Huelva ha asumido correctamente sus limitaciones presupuestarias, alrededor de un millón de euros, convirtiéndose de este modo en una cita clásica que no acaba de recuperar la fuerza de antaño, pero que poco a poco parece reafirmarse en unos contenidos de indudable interés y en ser una buena tarjeta de presentación del cine iberoamericano a nivel nacional, lo que no es poco. Su asignatura pendiente al día de hoy es volver a convencer a la industria latina que Huelva es su festival, no sólo en España sino en Europa.

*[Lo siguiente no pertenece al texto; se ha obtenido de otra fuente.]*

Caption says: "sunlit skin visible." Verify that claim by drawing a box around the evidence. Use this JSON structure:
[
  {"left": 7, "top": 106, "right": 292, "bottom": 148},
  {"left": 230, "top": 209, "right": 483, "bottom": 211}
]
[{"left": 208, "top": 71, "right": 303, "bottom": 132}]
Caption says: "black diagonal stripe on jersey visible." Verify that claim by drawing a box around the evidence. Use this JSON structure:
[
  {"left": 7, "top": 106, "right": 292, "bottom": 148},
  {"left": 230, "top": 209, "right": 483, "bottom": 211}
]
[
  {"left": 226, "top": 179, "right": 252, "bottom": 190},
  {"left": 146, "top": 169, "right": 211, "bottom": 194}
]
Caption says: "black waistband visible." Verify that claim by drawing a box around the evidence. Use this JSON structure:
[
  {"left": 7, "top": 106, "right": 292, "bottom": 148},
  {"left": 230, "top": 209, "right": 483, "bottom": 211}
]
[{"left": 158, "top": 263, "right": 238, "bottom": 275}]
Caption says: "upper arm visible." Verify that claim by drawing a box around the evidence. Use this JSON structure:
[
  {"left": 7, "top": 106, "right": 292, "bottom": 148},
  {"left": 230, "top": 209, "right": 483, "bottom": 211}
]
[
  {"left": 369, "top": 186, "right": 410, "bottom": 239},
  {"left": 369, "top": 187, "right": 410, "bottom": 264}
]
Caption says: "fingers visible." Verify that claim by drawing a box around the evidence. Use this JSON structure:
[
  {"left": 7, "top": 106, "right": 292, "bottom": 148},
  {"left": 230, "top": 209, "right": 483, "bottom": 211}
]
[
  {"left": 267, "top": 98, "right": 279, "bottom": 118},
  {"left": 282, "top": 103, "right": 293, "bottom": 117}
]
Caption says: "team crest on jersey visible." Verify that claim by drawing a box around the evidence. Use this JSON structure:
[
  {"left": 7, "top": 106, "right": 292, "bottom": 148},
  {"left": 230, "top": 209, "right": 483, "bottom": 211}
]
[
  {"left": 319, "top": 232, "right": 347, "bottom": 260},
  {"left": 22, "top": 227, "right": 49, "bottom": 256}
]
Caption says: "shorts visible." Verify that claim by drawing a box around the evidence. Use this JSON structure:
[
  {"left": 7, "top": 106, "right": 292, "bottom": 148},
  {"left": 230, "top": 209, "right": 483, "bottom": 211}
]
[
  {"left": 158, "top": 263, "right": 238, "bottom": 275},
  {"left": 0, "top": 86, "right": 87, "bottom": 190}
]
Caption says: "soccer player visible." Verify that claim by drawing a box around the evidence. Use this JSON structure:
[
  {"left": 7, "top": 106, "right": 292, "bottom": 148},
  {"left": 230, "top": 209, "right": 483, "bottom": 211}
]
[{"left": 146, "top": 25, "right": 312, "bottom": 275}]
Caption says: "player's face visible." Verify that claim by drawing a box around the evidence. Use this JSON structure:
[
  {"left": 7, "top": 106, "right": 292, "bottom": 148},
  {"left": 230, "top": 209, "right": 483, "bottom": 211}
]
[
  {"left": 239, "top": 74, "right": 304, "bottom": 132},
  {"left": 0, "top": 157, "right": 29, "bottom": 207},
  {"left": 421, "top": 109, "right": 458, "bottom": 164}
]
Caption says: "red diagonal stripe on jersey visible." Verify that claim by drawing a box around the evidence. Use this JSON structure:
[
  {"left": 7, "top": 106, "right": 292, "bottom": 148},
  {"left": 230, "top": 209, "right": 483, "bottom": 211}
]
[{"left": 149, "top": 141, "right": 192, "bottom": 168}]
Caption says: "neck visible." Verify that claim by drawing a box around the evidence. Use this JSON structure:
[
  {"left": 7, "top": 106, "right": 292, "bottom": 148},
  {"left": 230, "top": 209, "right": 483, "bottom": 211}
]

Finalmente tenemos el Festival Al Sur de Granada, un festival muy medido que cuenta con una programación tan exótica como de calidad. Si el Festival de Barcelona de cine Oriental ha crecido en público y prestigio no hay razones para que el de Granada no lo haga, más bien al contrario. Cuenta con un planeamiento muy coherente y con un espléndido equipo de programación por lo que seguramente tras varias ediciones pueda alcanzar un nivel de crucero más estable pudiendo dar mas de una satisfacción a los espectadores españoles hambrientos de descubrir nuevos mundos absolutamente inalcanzables con la distribución actual. El apoyo incondicional de la Junta de Andalucía, que es su principal financiador, ayudará y no poco que alcance sus objetivos.
En grandes trazos, ésta es la situación de los festivales de cine en Andalucía, que se mueven todos ellos, a excepción del de Málaga, con presupuestos limitados y pretensiones ilimitadas, en especial el de Sevilla que pide a gritos una reestructuración interna si no quiere reproducir una vez mas clichés que ya han agotado su eficacia. En cualquier caso urge también una recolocación de las instituciones públicas y privadas, así como un debate interno sobre los objetivos que se quieren alcanzar y los medios con los que se dispone. Los festivales de cine como escaparate publicitario de las políticas culturales que se llevan a cabo deberían dar paso a festivales donde se primase las políticas audiovisuales y el puro interés cinematográfico sobre otras cuestiones más coyunturales y de cara a la galería. La idea de usar los festivales como pasarela de vanidades ha periclitado y es algo que los políticos deberían meditar muy seriamente, pues sólo las políticas a largo plazo pueden funcionar correctamente.